News

Car-dwelling homeless inspire church copycats

Parking lot camp-out meant to highlight problems facing the homeless

Their apartment was just a short drive away, but on Friday evening Steve and Teresa Peters decided not to go home. The husband and wife -- both engineers -- packed their two daughters, 3-year-old Elena, and 16-month-old Evelyn, in the family SUV and they headed to the parking lot of St. Timothy's Episcopal Church in Mountain View. That's where, to get a feeling for what the city's homeless face, they were going to spend the night.

That March 4 evening, they weren't alone. Inspired by the recent rise in people living out of their cars on Mountain View's streets, about a dozen members of the St. Timothy's congregation were undertaking a sort of weekend-long vow of poverty. They were going to experience firsthand what it felt like to live on the street.

Steve Peters, who came up with the idea, said he hoped to instill a little bit of goodwill toward the city's growing number of car campers. He pointed to the lack of areas where people could live in their cars as a sign that many viewed the poor only as a nuisance.

It was simplistic for them to spend one night in their car when his family could return home anytime, Peters admitted. But nonetheless, he felt the exercise might show them some of the hardships the homeless face. Plus it was Lent, so he needed to give up something.

"At a minimum, I thought we should try it ourselves," he said. "I was hoping we might promote a little more empathy in the community."

"We could call what we're doing 'YIMBY' -- yes in my backyard," his wife added.

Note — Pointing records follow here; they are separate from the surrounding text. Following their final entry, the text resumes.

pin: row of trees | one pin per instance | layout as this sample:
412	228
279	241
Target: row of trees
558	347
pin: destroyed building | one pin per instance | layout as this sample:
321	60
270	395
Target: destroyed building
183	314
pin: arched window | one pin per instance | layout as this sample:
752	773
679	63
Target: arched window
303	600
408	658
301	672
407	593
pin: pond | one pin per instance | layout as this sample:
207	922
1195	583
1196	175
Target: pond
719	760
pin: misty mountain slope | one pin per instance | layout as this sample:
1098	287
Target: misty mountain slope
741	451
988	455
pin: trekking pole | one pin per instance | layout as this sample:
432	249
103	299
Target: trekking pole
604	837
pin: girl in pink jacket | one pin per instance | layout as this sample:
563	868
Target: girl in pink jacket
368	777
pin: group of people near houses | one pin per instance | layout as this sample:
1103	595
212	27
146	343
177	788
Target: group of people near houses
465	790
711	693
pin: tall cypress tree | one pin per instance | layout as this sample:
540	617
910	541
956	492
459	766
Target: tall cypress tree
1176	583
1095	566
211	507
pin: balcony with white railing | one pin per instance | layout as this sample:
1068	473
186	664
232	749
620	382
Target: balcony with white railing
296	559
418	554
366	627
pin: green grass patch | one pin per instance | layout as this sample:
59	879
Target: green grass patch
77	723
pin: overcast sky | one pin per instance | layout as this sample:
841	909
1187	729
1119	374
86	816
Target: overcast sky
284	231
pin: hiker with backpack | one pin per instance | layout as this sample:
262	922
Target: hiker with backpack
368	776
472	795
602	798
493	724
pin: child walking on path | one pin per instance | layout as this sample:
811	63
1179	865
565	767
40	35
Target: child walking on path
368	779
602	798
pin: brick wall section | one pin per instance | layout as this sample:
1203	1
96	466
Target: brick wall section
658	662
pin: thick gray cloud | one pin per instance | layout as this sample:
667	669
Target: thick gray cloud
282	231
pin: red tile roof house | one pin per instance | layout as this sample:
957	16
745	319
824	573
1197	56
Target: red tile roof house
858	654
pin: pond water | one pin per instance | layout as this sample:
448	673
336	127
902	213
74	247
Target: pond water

Just before bedtime on that stormy Friday, the dozen or so participants sat in circle in the church hall for a brief meeting. Visiting the group, Pastor Brian Leong of Lord Grace Christian Church explained his efforts to better network Peninsula churches to address the growing homeless population. In an idea he pitched to city leaders earlier this month, local congregations could arrange for people living out of their cars to stay in the church parking lots. That way, they would at least have bathrooms, garbage service and perhaps a little more security, he said.

"I could get four churches almost immediately to go along with this," Leong said. "We want to work together and pool our resources to see if can have an impact on this."

For now, Leong said he is waiting to see if the city is willing cover a church's basic liability costs.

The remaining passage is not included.